Jay Paterno, who abandoned a candidacy for lieutenant governor before this year's Democratic primary after his nominating petitions were challenged, is involved in two lawsuits in which Penn State is the defendant.

"I am not writing to exonerate my father because he did not commit a crime that needs a pardon," he wrote. "If anything, he is guilty of failing to possess the God-like qualities ascribed to him by others, qualities that Joe was the first to insist he never had."

In a phone interview, Jay Paterno said his father first realized Sandusky might be a child molester in late 2010, when he got word that a grand jury was investigating, long after Sandusky's retirement.

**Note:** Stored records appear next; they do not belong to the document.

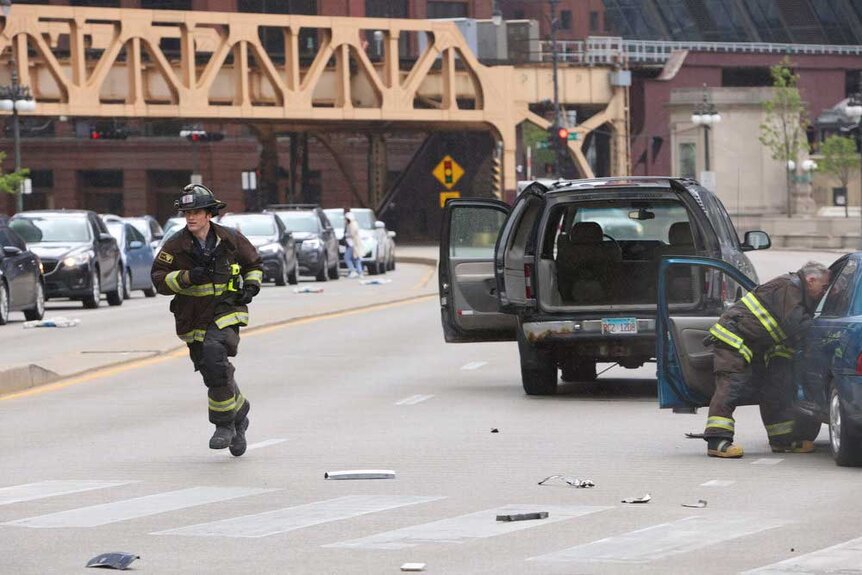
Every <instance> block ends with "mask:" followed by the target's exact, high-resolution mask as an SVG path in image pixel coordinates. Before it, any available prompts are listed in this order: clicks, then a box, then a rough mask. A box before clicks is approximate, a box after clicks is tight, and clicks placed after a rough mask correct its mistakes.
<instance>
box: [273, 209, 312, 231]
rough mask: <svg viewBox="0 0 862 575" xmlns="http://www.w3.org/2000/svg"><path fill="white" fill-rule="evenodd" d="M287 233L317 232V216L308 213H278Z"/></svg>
mask: <svg viewBox="0 0 862 575" xmlns="http://www.w3.org/2000/svg"><path fill="white" fill-rule="evenodd" d="M278 217H279V218H280V219H281V221H282V223H284V227H285V228H287V231H289V232H318V231H320V230H319V229H318V225H317V216H316V215H314V214H313V213H308V212H278Z"/></svg>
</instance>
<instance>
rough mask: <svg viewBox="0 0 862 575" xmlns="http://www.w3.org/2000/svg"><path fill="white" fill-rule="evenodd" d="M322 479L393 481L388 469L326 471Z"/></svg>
mask: <svg viewBox="0 0 862 575" xmlns="http://www.w3.org/2000/svg"><path fill="white" fill-rule="evenodd" d="M323 478H324V479H395V472H394V471H392V470H390V469H351V470H348V471H327V472H326V473H324V474H323Z"/></svg>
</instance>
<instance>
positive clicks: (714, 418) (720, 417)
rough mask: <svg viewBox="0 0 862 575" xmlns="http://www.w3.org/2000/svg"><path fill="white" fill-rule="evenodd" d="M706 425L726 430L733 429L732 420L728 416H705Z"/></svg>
mask: <svg viewBox="0 0 862 575" xmlns="http://www.w3.org/2000/svg"><path fill="white" fill-rule="evenodd" d="M706 426H707V427H715V428H718V429H725V430H727V431H734V421H733V420H732V419H731V418H729V417H719V416H717V415H713V416H712V417H707V418H706Z"/></svg>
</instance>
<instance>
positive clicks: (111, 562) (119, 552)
mask: <svg viewBox="0 0 862 575" xmlns="http://www.w3.org/2000/svg"><path fill="white" fill-rule="evenodd" d="M140 558H141V557H140V555H134V554H132V553H124V552H122V551H114V552H113V553H102V554H101V555H97V556H96V557H93V558H92V559H90V560H89V561H87V565H86V566H87V567H104V568H106V569H119V570H120V571H125V570H126V569H128V567H129V565H131V564H132V561H134V560H135V559H140Z"/></svg>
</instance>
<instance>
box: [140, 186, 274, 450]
mask: <svg viewBox="0 0 862 575" xmlns="http://www.w3.org/2000/svg"><path fill="white" fill-rule="evenodd" d="M174 206H175V207H176V208H177V209H178V210H179V211H181V212H182V213H183V215H184V216H185V218H186V227H185V228H184V229H183V230H180V231H179V232H177V233H175V234H174V235H173V236H172V237H171V238H170V239H169V240H168V241H167V242H165V244H164V246H163V247H162V249H161V251H160V252H159V254H158V256H157V257H156V260H155V262H154V263H153V270H152V278H153V285H155V286H156V288H157V289H158V291H159V293H161V294H164V295H172V296H174V298H173V300H172V301H171V306H170V309H171V311H172V312H173V314H174V319H175V321H176V329H177V336H178V337H179V338H180V339H181V340H183V341H184V342H186V344H188V347H189V355H190V356H191V360H192V362H193V363H194V367H195V371H200V372H201V375H202V376H203V380H204V384H205V385H206V386H207V395H208V396H209V420H210V422H211V423H213V424H215V426H216V430H215V433H214V434H213V436H212V438H211V439H210V448H211V449H225V448H228V447H229V448H230V452H231V454H232V455H235V456H237V457H238V456H240V455H242V454H243V453H245V450H246V445H247V444H246V438H245V432H246V429H248V423H249V422H248V412H249V407H250V405H249V402H248V400H247V399H246V398H245V397H243V395H242V393H241V392H240V390H239V387H238V386H237V384H236V380H235V379H234V367H233V365H231V363H230V361H229V360H228V358H229V357H234V356H236V354H237V348H238V346H239V327H240V326H244V325H248V307H247V306H248V304H249V303H251V300H252V298H253V297H254V296H256V295H257V293H258V292H259V291H260V284H261V281H262V280H263V271H262V270H263V268H262V265H261V261H260V257H259V256H258V254H257V250H256V249H255V248H254V246H252V244H251V242H249V241H248V239H246V237H245V236H243V235H242V234H241V233H239V232H238V231H236V230H232V229H230V228H226V227H224V226H220V225H218V224H215V223H213V222H211V220H212V217H213V216H214V215H217V214H218V211H219V210H220V209H224V208H225V207H226V204H225V203H224V202H220V201H218V200H217V199H216V198H215V197H214V196H213V193H212V192H211V191H210V190H209V189H207V188H206V186H203V185H200V184H191V185H188V186H186V187H185V188H183V193H182V196H181V197H180V199H179V200H177V201H176V202H175V203H174Z"/></svg>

The elder Paterno had fielded a complaint about Sandusky in a shower with a boy nearly a decade earlier and told the school's athletic director about it. Police weren't notified, however, and the report languished until a fresh complaint in 2008 prompted police to investigate Sandusky.

For Jay Paterno, the realization about Sandusky came within a few days of his father's testimony before the grand jury in January 2011.

Until then, he said, he had thought of Sandusky as someone who was doing a lot of good for people - Sandusky had established a charity for at-risk children in the 1970s, and prosecutors later determined he used it to find and groom victims.

"When you know somebody for so long, it's awfully hard to believe bad things about someone, when every sign in his life points the other way," he said.

Jay Paterno and another former assistant, Bill Kenney, filed a federal lawsuit last week seeking more than $1 million for their dismissal from the team when a new coach was hired in early 2012.